Most things get better through change and technology, but not all. For example, the introduction of third umpires has hugely enhanced cricket while the inclusion of competitive meditation, rugby sevens and anything else the IOC can dream up has massively devalued the Olympics.
Talking of the rugby sevens, an extraordinary thing occurred in Wellington late last year. The Dominion Post ran a photo which on face-value, showed a sane-looking middle-aged local they'd unearthed, which in the light of the accompanying article shows just how deceiving looks can be. It transpired this bloke was complaining at the ticket price for attending this year's Wellington rugby sevens in the specially secured tiny section set aside for - wait for it - people who take the sevens seriously. I'm not making this up.
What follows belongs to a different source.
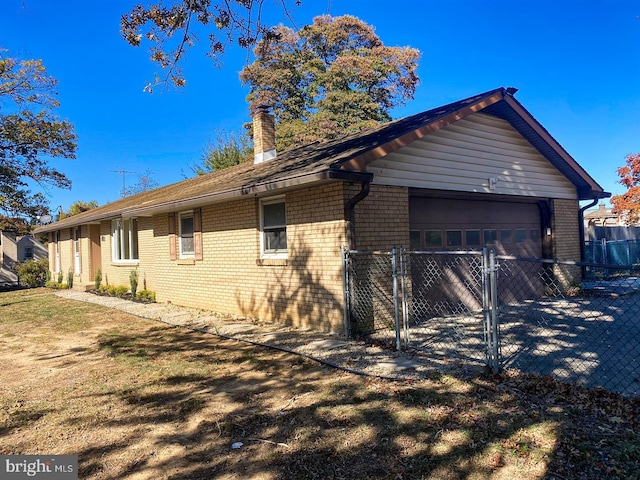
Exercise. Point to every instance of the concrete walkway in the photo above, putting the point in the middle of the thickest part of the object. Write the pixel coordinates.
(329, 349)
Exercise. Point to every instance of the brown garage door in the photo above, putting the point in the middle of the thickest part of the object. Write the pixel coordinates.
(513, 228)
That morning I fielded numerous calls asking had I seen the story about someone taking the sevens seriously.
Considering that the sevens make league look intellectual, I imagine the security fence is to protect everyone else attending from these nutters; that is the hordes of panelbeaters in tutus, the ubiquitous flocks of drunken nuns and such-like who inundate the capital for this event. These burly ballerinas and naughty nuns would certainly think twice about attending if they knew there were caged, potentially dangerous madmen in the stadium, no matter how well secured.
Mind you, increasingly the ballerinas and nuns et al don't turn up, instead being content to roam the city's bars shouting at one another. And when on the last afternoon they finally enter the stadium, they understandably stand with their backs to the ground, gazing at one another, which is certainly better than watching the brain-dead sevens. Emulating that nonsense, there's to be a rugby league nines staged in Auckland. We would breach our international obligations if we made prison inmates attend that as beyond doubt it would constitute a cruel and unusual punishment.
But back to deceptive appearances. In the 1980s, I learned never to judge a book by its cover when it comes to people. My company's head office spread over three office floors, one housing an accountant and a number of young women doing God knows what, plus a middle-aged mousy spinster who handled invoices. One day word reached us that the handyman we employed was now dating the spinster. On the rare occasions I visited that floor, the change to the accounts lady was amazing. She was now blooming, chatty and constantly laughing.